For people who are pregnant or nursing, more use of personal care products is associated with higher detectable levels of synthetic chemicals known to have adverse health effects, a new study by Brown University researchers found.

The study, published in Environment International, found that using personal care products like nail polish, makeup and hair dye while pregnant or lactating is associated with significantly higher levels of per- and polyfluoroalkyl substances, known as PFAS, in blood plasma and breast milk.

“While PFAS are ubiquitous in the environment, our study indicates that personal care products are a modifiable source of PFAS,” said study author Amber Hall, a postdoctoral research associate in epidemiology at the Brown University School of Public Health. “People who are concerned about their level of exposure to these chemicals during pregnancy or while breastfeeding may benefit from cutting back on personal care products during those times.”

PFAS are synthetic chemicals that have been used in consumer products and industrial settings since the 1950s due to their ability to resist oil, water and heat. The study notes that PFAS have been associated with a range of adverse health effects, including liver disease, cardiometabolic and cardiovascular issues, and various cancers.
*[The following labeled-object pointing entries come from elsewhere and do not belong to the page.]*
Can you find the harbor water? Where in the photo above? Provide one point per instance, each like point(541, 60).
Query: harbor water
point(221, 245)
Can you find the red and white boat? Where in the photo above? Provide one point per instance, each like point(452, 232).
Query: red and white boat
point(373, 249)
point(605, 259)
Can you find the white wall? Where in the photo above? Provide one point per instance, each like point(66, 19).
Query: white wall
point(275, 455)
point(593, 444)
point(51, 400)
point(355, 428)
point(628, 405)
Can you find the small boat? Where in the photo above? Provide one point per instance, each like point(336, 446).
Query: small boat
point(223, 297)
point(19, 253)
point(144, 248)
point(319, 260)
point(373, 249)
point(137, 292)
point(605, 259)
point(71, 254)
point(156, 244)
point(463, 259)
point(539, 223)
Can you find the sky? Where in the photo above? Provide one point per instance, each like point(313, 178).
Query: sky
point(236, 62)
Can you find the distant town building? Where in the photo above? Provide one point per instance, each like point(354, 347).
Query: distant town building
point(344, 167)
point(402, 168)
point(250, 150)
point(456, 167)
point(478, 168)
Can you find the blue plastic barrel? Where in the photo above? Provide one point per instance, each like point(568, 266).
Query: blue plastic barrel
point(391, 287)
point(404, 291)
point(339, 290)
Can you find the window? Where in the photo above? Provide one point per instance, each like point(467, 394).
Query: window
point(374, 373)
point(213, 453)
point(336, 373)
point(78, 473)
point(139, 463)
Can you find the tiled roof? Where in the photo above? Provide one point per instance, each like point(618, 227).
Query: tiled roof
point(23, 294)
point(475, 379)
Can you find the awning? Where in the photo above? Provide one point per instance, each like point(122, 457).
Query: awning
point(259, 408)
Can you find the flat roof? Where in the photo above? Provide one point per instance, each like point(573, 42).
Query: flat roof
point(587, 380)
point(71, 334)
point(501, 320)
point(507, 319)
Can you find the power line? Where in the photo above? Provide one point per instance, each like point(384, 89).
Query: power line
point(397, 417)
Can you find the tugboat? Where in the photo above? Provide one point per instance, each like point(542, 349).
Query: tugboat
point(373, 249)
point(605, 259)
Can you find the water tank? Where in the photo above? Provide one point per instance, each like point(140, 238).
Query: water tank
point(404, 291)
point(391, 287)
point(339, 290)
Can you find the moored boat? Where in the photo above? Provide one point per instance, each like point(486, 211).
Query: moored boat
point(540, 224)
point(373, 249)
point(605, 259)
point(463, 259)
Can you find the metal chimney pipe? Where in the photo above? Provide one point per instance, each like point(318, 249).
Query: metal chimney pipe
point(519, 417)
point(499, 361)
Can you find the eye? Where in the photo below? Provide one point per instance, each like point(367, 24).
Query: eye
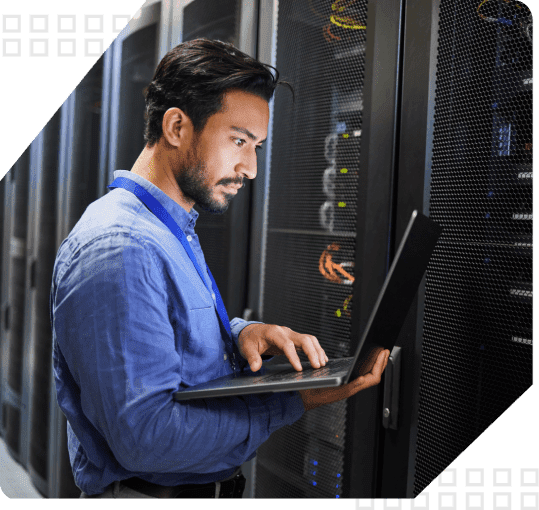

While several studies have detected these chemicals in personal care products directly, few have evaluated whether using these products impacts internal PFAS concentrations, Hall said. This is important, she added, because exposure to PFAS during pregnancy could contribute to adverse birth outcomes such as decreased birth weight, preterm birth, some neurodevelopmental disorders and diminished vaccine response in children.

Hall led a research team that analyzed data from the Maternal-Infant Research on Environmental Chemicals Study, which enrolled 2,001 pregnant people from 10 cities across Canada between 2008 and 2011. The researchers evaluated the contribution of the use of personal care products on PFAS concentrations in prenatal plasma (six to 13 weeks gestation) and human milk (two to 10 weeks postpartum). Participants reported frequency of use across eight product categories during the first and third pregnancy trimesters, one to two days postpartum, and two to 10 weeks postpartum.

In first-trimester pregnant people, the researchers found that higher use of nail care products, fragrances, makeup, hair dyes and hair sprays or gels was associated with higher plasma PFAS concentrations. Similar results were observed for third-trimester personal care product use and breast-milk PFAS concentrations at two to 10 weeks postpartum.

For instance, participants who wore makeup daily in the first and third trimesters had 14% and 17% higher plasma and breast-milk PFAS concentrations, respectively, compared to people who did not wear makeup every day. In addition, the researchers found that people using colored-permanent dye one to two days postpartum had higher PFAS levels (16% to 18% increases compared to never using them) in human milk concentrations.

Hall noted that the study examined only four types of PFAS among thousands that are used in industry and commerce. Thus, the study likely underestimated the extent of exposure to all PFAS from these products during pregnancy, she said.

Hall conducted the research with Joseph Braun, a professor of epidemiology and director of children’s environmental health at Brown University, who has been studying the health effects of PFAS for over a decade. Braun suggested that future studies examining how the use of personal care products affects PFAS exposure should consider differences by product type, as well as timing and frequency of use, or product formulation. This type of research can guide individual choices and also inform PFAS regulation, he said.

“Not only do studies like these help people assess how their product choices may affect their personal risk, but they can also help us show how these products could have population-level effects,” Braun said. “And that makes the case for product regulation and government action, so that we can remove some of the burden from individuals.”

The Maternal-Infant Research on Environmental Chemicals Study, which Braun helped to conduct, was supported by Health Canada’s Chemicals Management Plan, the Canadian Institutes of Health Research (MOP-81285) and the Ontario Ministry of the Environment.